James Franco has what they used to call the ’it’ factor in movies, along with being a solid actor, the camera loves him. When he is not attending Yale, he seems particularly interested in promoting gay themed movies. He was Harvey Milk’s first boyfriend in Milk and earlier this year, he played a young Allen Ginsberg in a film about the Beats. He also likes to upend movie culture, even when it seems like he is the only one in on it. He perpetrated bad drag last year at the Oscars and was so high that Anne Hathaway kept having to verbally rescue him.

Franco‘s project this year is “Interior. Leather Bar.” a docufiction that recreates scenes that were edited out of William Friedkin’s notorious S&M potboiler “Cruising.“ Franco has gotten a lot of press after its opening at the Sundance Film Festival. He co-wrote the movie with gay indie filmmaker Travis Matthews. Matthews’ 2010 film “I Want Your Love” also very sexually explicit, but clearly not pornographic, was a huge international hit at festivals last year. But even with this muscle behind it, at Philly Qfest this week, “Interior” met with a tepid audience response.

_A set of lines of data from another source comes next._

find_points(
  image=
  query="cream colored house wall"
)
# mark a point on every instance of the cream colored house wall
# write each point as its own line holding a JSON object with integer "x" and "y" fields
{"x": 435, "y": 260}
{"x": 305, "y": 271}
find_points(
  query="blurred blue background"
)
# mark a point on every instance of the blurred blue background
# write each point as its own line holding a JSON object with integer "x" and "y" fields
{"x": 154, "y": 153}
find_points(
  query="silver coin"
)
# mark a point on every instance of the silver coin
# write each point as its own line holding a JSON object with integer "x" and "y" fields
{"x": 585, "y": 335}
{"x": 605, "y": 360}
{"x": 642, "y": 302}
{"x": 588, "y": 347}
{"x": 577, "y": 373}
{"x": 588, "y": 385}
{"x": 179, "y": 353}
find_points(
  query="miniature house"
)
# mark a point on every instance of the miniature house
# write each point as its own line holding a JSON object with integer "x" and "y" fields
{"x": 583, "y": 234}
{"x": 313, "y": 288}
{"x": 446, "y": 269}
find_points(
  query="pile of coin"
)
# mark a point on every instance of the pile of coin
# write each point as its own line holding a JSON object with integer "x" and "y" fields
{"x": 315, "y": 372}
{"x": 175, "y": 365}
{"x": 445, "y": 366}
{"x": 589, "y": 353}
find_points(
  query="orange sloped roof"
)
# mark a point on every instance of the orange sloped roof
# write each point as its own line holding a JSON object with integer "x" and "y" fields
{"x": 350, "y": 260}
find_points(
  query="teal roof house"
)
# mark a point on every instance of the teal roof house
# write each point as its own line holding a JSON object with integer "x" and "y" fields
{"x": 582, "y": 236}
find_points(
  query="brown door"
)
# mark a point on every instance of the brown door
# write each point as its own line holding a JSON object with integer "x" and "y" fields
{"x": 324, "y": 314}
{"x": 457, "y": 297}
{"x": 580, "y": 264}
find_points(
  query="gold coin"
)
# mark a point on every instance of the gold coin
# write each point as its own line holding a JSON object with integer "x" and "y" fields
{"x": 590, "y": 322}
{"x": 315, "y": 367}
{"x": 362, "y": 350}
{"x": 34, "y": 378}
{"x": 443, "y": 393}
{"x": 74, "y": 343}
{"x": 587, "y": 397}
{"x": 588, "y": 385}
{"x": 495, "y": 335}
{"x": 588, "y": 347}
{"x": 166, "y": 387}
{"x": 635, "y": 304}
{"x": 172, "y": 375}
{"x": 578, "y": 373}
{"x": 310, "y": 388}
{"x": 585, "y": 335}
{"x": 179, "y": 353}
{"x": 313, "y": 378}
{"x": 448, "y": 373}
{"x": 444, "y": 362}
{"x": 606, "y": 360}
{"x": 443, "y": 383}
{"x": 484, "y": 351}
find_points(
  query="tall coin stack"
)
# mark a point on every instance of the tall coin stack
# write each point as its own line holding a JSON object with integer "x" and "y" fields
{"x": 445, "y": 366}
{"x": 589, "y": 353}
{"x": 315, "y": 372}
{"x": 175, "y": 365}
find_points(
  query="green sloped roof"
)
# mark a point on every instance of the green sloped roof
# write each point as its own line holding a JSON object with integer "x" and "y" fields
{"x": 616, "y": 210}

Even though “Cruising” has turned into somewhat of a cult film for various reason, it’s real merit was that it was so offensive to gays that the script was leaked and the idea that Hollywood was again going to portray gay men as psychos who mix brutal violence with sex caused a backlash. It has been cited by gay film historian and AIDS activist Vito Russo as a turning point in how Hollywood would have to depict gay characters and storylines outside of stereotypes. Later Russo would be part of establishing the gay defamation organization GLAAD.

Friedkin was a top director in the 70s with mega-hits “French Connection” and “The Exorcist” behind him, so he could get away with basically nothing more than a slasher flick with pretensions of a psychological thriller. The psycho part in fact played into so many negative gay stereotypes.

In the movie, Al Pacino plays a cop who goes underground in the gay S&M clubs to collar a murderer who stalks gay men into the leather scene has bondage sex with them, then brutally murders them. There is a thread in the film that suggests that the cop not only gets entranced by the leather scene, but becomes violent himself.

Not only was this a bad script, Pacino has never been worse. The talk was that the actor was completely uncomfortable playing the part, especially sex club carnavale going on around him that included fisting scenes. Those in particular were part of 40 minutes that were cut so the movie would avoid an X rating.
Meanwhile, Friedkin’s noir cartoon world of the leather bar scene was otherwise completely prurient. And then there is all that bad dancing when Pacino dives in and spazzes out because he huffing club drugs.

That scene is painstakingly and creepingly recreated in “Interior. Leather Bar” as a docu-fiction, as Franco loiters about the set, trying to defend the premise of ‘imagining’ and talks about the illogical reasoning that goes into what is deemed palatable for film. This is such a sketchy a premise that there are long scenes of Franco and Matthews seeming fairly clueless about what they are doing.

Meanwhile, Franco repeatedly tries to explain the purpose of the film to its star Val Lauren, a straight actor who is having trouble with the explicitness of the sex scenes. (life imitating Pacino, wow, what an angle). Meanwhile, Franco lectures on why it is, for instance, acceptable that someone can be dismembered in the most gruesome detail on film, but many sex acts are strictly forbidden. Good question James, you should have written a paper instead.

At the Qfest screenings, fortunately, preceding “Leather” was Matthews’ compelling “In Their Room: London” was shown first. It chronicles the real intimate private lives of gay men and has poetic intimacy and visual power, reminiscent of Mapplethorpe‘s aesthetic. Six gay Londoners talk about their sex and romantic lives as they get ready to hook up. He busts through voyeuristic frames and creates a safe forum for complete candor, the nudity is so secondary to the full portraiture of these men. “Room” is touching, erotic and unpretentious, it is amazing that Matthews didn’t realize that the Leather Bar would be a such a gratuitous bore.